In the years that followed, Waters’ lawyer filed several appeals, including one asking the court to scrap witness testimony about his alleged admissions on the grounds he’d been TWI — talking while intoxicated. Every effort flopped.

“My brother was ready to give up,” Betty Anne recalls. “He felt there was no way out. He didn’t trust lawyers. Finally he told me, ‘There is no Plan B — you’ll have to go to law school. That’s the only chance I’ll have.’ ”

She seemed an unlikely candidate for the bar. In 1986 she was in her early thirties, married, with two young sons. Her education milestones consisted of a general equivalency diploma and a few college credits. Nevertheless, to give her brother hope she began the uphill trek toward a law degree. “It was a bad time,” she remem-bers. “He was suicidal. I was just thinking it would help keep him alive.”

The next twelve years were a hard road. Her marriage ended in divorce, and to make ends meet she took a job as a waitress and bartender. Through it all, she kept her eyes on the prize.

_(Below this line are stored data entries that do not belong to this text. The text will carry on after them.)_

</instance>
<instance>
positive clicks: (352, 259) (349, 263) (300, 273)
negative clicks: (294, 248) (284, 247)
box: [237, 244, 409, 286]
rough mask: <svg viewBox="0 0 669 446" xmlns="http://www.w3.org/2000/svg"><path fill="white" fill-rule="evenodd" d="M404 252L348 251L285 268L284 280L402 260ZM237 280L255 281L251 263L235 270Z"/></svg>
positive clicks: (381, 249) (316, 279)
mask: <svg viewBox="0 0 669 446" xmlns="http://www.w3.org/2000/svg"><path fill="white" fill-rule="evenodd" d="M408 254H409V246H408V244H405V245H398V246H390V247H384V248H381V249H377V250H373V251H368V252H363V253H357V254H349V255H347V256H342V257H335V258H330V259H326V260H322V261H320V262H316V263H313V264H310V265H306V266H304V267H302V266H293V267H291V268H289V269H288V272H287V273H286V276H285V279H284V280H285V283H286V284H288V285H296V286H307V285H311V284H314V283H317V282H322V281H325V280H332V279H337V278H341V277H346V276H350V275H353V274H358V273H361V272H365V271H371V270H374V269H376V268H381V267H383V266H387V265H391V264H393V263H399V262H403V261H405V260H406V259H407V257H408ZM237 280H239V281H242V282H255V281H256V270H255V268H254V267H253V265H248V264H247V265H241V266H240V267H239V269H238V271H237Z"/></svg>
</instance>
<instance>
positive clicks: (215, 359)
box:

“She’s been to hell and back in her life, but she’s always strong,” says Aidan Graham, her employer then and her business partner now. “She’s always had this resilience, this passion.”

“I knew she could do it,” adds her kid sister Barbara DeSimone, a waitress at Aidan’s. “When it’s for your brother, you can always do it.”

At Roger Williams law school, down the road from Aidan’s, Waters found an ally ready to help her. “We became best friends the first day,” says former classmate Abra Rice (played on screen by Minnie Driver). “We were both older than the other students, so we felt a kinship right away.”